When I first came in contact with Ascend Alliance, I was reminded a little of my experience as a missionary because of the selfless efforts made by those who live so far from the lives of those they are helping. I often wondered as a missionary how I would be able to relate to a people whose language I had only just learned, and what they would think of me as the foreigner. I learned quickly that when one is dedicated to helping others that every wall and difference seems to vanish and is replaced by a better understanding of the culture, the people, and their needs.
Being a missionary, I passed through different places in which I could see the temporal needs of the people. The Brazilian culture is a generally hospitable one, and neighbors weren’t hesitant to lend the occasional cup of sugar, even when they had little to give, but there was often too much need for it all to be met. It reminded me that no matter how much good we do, or how much we give there will always be someone, somewhere that needs help.
Although most of our work as missionaries consisted of improving lives by personal change and belief, that’s not to say that we didn’t have some opportunities to help temporally. There was a time when I’d been serving in the city Lago Sul that some of our friends recruited us to help clean up one of the churches in the area. Between Karin, Bruno, my missionary companion and I, it took us about three hours to clean one room of the church, thanks to the dirt that it had accrued over months of not being thoroughly cleaned. We scrubbed tile, cleaned out closets, hosed down mats, dusted out cob webs, and killed families upon families of spiders, and even found an opossum living in one of the cupboards. Did I mention this was the nursery where all the children played? It was nauseating, but it stands out in my mind as one of the greatest experiences I had on the mission, because we were able to contribute something a little bit more this time.

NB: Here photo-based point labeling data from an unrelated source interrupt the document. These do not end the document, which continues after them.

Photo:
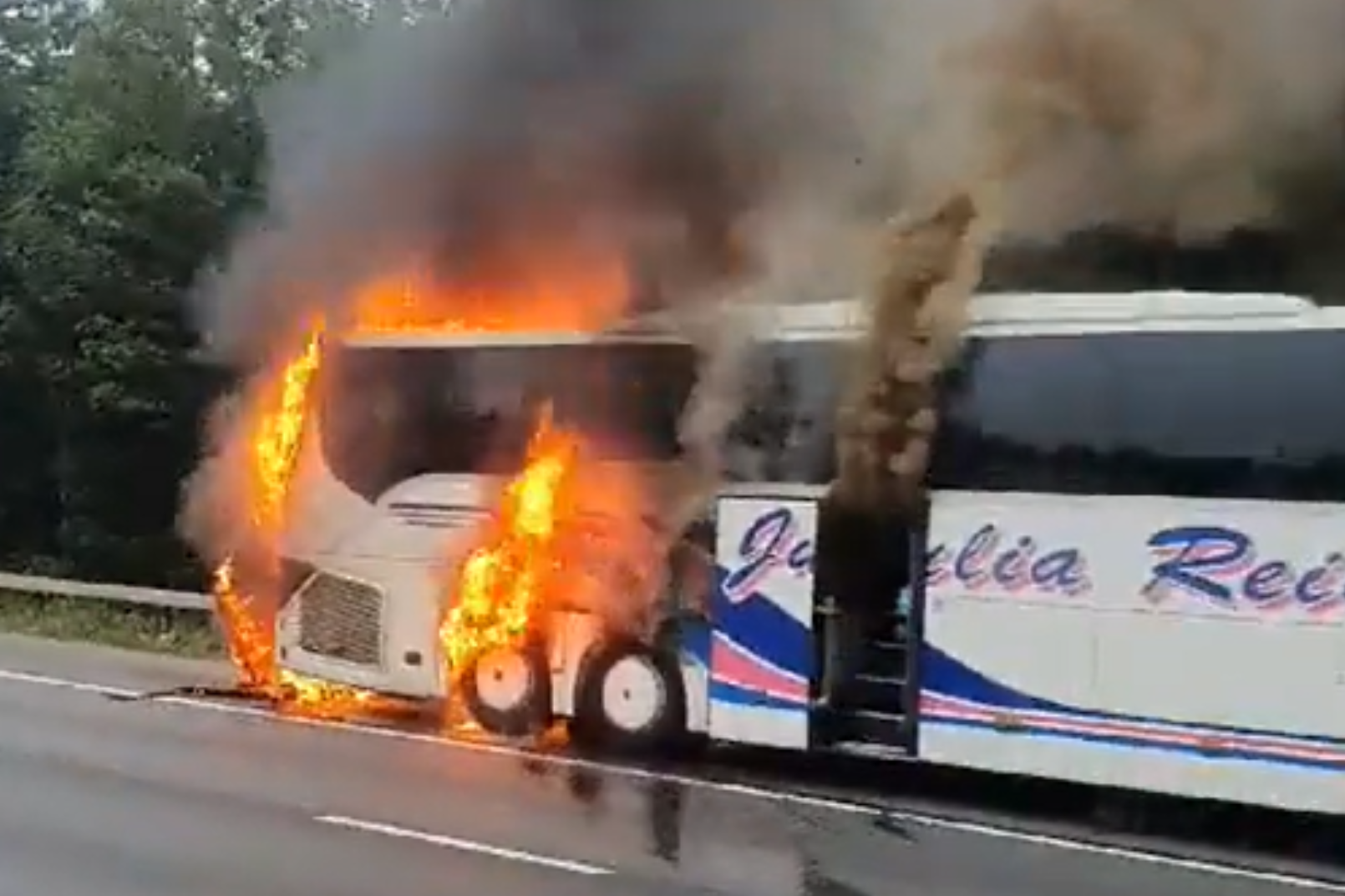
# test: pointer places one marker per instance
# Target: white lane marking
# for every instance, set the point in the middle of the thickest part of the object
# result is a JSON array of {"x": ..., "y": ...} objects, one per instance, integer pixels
[
  {"x": 465, "y": 845},
  {"x": 939, "y": 823}
]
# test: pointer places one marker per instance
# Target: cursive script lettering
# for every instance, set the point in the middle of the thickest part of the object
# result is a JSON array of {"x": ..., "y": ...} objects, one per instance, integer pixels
[
  {"x": 1221, "y": 567},
  {"x": 989, "y": 561},
  {"x": 771, "y": 543}
]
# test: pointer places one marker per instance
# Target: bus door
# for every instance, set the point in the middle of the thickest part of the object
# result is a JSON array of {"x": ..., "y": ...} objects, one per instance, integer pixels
[{"x": 762, "y": 651}]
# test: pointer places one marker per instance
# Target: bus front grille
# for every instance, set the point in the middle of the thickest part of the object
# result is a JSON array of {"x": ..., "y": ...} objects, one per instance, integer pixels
[{"x": 342, "y": 619}]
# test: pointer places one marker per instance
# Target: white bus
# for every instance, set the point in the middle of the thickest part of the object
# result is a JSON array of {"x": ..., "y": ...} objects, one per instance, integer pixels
[{"x": 1131, "y": 570}]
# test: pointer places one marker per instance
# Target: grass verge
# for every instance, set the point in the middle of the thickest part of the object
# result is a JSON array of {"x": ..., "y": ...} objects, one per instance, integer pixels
[{"x": 180, "y": 633}]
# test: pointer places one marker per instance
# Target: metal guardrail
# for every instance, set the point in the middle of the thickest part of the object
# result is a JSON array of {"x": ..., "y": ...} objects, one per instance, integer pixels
[{"x": 99, "y": 591}]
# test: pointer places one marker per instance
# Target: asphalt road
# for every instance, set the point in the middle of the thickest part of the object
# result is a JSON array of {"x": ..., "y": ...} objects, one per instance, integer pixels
[{"x": 103, "y": 798}]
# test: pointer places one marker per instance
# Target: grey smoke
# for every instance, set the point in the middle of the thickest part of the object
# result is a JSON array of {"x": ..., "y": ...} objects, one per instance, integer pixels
[{"x": 762, "y": 139}]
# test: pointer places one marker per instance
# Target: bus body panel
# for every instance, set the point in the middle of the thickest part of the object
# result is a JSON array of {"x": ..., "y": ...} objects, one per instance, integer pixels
[
  {"x": 760, "y": 653},
  {"x": 1137, "y": 565},
  {"x": 1025, "y": 667},
  {"x": 409, "y": 537}
]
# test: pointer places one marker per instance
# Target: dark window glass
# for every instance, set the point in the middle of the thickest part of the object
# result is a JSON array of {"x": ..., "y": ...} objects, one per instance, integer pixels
[
  {"x": 1232, "y": 415},
  {"x": 1197, "y": 415},
  {"x": 787, "y": 428},
  {"x": 393, "y": 413}
]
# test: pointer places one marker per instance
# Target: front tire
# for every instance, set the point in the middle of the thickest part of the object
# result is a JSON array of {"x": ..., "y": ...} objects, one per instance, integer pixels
[
  {"x": 630, "y": 701},
  {"x": 507, "y": 691}
]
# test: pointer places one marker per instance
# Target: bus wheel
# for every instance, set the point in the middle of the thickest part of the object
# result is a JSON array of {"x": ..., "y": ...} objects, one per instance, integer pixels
[
  {"x": 631, "y": 700},
  {"x": 507, "y": 691}
]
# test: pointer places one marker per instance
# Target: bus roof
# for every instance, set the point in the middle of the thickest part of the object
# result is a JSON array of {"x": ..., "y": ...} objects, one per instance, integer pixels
[{"x": 992, "y": 314}]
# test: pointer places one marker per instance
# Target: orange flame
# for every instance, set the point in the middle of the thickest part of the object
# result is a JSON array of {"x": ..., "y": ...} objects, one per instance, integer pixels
[
  {"x": 576, "y": 295},
  {"x": 272, "y": 455},
  {"x": 500, "y": 583},
  {"x": 568, "y": 534},
  {"x": 500, "y": 587}
]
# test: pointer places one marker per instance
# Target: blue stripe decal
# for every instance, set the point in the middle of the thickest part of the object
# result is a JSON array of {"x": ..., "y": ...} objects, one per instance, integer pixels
[{"x": 954, "y": 695}]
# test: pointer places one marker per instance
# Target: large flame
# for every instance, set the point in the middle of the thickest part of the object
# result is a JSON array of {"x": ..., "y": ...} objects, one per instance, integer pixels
[
  {"x": 500, "y": 587},
  {"x": 279, "y": 413},
  {"x": 576, "y": 292},
  {"x": 568, "y": 533}
]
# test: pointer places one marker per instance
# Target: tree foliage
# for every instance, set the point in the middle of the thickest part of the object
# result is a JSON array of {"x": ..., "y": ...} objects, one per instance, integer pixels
[{"x": 130, "y": 141}]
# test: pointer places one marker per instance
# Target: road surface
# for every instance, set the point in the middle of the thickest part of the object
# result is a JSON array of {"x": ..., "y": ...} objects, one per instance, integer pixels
[{"x": 105, "y": 798}]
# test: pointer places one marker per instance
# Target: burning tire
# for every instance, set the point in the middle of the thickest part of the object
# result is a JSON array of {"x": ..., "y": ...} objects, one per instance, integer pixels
[
  {"x": 507, "y": 691},
  {"x": 631, "y": 700}
]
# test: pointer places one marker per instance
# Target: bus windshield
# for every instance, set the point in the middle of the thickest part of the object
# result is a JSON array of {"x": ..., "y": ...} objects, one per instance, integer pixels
[{"x": 392, "y": 413}]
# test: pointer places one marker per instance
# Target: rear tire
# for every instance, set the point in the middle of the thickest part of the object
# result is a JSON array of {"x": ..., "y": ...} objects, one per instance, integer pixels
[
  {"x": 507, "y": 691},
  {"x": 630, "y": 701}
]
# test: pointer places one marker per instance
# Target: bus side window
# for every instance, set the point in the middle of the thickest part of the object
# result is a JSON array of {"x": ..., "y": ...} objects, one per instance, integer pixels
[
  {"x": 786, "y": 429},
  {"x": 1234, "y": 415},
  {"x": 1028, "y": 413}
]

Service doesn’t have to be something big. Really, sometimes the smallest acts of service mean the most to people. That’s why service is possible anywhere, even within your own home. Homemade cookies, a phone call, cleaning leaves out of the rain gutter are all simple enough to be done without even leaving the block: the important thing is that we reach out. Our purpose in life seems to be to improve the quality of our lives, and I can attest that I’ve never felt a greater satisfaction than when I was giving of myself for somebody else’s sake.

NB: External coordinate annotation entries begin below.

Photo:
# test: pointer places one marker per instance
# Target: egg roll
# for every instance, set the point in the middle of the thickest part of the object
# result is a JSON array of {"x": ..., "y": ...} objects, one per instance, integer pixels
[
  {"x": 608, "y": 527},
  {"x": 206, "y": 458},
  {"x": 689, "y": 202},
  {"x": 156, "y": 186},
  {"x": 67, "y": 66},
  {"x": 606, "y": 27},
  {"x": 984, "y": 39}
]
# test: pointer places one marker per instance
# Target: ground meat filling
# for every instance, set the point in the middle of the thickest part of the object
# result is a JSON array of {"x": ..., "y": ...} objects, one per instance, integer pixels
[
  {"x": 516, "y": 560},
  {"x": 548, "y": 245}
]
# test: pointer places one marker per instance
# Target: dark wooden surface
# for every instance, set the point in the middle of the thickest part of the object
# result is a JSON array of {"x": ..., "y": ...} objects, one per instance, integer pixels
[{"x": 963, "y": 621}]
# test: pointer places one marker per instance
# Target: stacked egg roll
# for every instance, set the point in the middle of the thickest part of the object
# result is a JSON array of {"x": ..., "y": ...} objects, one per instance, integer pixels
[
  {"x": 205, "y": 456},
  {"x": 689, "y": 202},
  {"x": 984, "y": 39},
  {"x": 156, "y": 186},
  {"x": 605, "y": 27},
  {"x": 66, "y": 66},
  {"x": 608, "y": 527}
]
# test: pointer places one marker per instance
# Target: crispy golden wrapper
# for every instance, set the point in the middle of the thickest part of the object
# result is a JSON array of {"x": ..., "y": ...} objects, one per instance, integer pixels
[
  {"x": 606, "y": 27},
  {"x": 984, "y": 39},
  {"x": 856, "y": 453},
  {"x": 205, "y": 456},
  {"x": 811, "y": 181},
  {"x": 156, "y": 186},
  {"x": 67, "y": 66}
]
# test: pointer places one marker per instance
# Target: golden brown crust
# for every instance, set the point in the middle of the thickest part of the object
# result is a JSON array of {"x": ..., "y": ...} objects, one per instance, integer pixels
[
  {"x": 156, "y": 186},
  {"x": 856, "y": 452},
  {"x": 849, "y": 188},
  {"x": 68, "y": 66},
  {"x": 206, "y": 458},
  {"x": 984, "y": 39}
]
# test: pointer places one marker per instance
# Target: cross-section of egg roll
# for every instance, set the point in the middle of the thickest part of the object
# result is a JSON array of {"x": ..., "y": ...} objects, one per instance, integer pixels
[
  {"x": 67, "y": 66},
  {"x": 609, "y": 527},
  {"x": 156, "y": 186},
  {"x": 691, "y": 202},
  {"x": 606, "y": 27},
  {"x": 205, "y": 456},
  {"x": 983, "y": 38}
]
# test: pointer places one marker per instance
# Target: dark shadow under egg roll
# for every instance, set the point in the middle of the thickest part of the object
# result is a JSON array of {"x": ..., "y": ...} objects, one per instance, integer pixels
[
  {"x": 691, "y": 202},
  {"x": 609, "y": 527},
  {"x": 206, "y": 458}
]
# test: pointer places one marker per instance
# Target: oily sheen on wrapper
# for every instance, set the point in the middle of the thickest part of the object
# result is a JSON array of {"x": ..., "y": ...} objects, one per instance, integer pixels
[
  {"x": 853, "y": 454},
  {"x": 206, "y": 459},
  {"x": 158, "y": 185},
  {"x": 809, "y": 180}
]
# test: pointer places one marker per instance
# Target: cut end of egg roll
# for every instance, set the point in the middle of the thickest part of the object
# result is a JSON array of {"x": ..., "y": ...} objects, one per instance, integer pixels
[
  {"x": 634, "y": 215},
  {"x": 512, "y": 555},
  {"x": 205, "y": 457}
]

So many people in the world don’t have the resources we’re so lucky to have here. There’s a strong need in every part of the world for more service, Brazil included, and there’s nothing that opens the eyes so much as being in the middle of that need. Could I have imagined the difference it made in my life? Never. But it gave me a desire to help continually, no matter where I am, and that has made a big difference in my life. I guess you could say that Brazil and I did each other a favor, although I feel much more indebted to the people there for the change I saw in myself than the good I did that impacted them.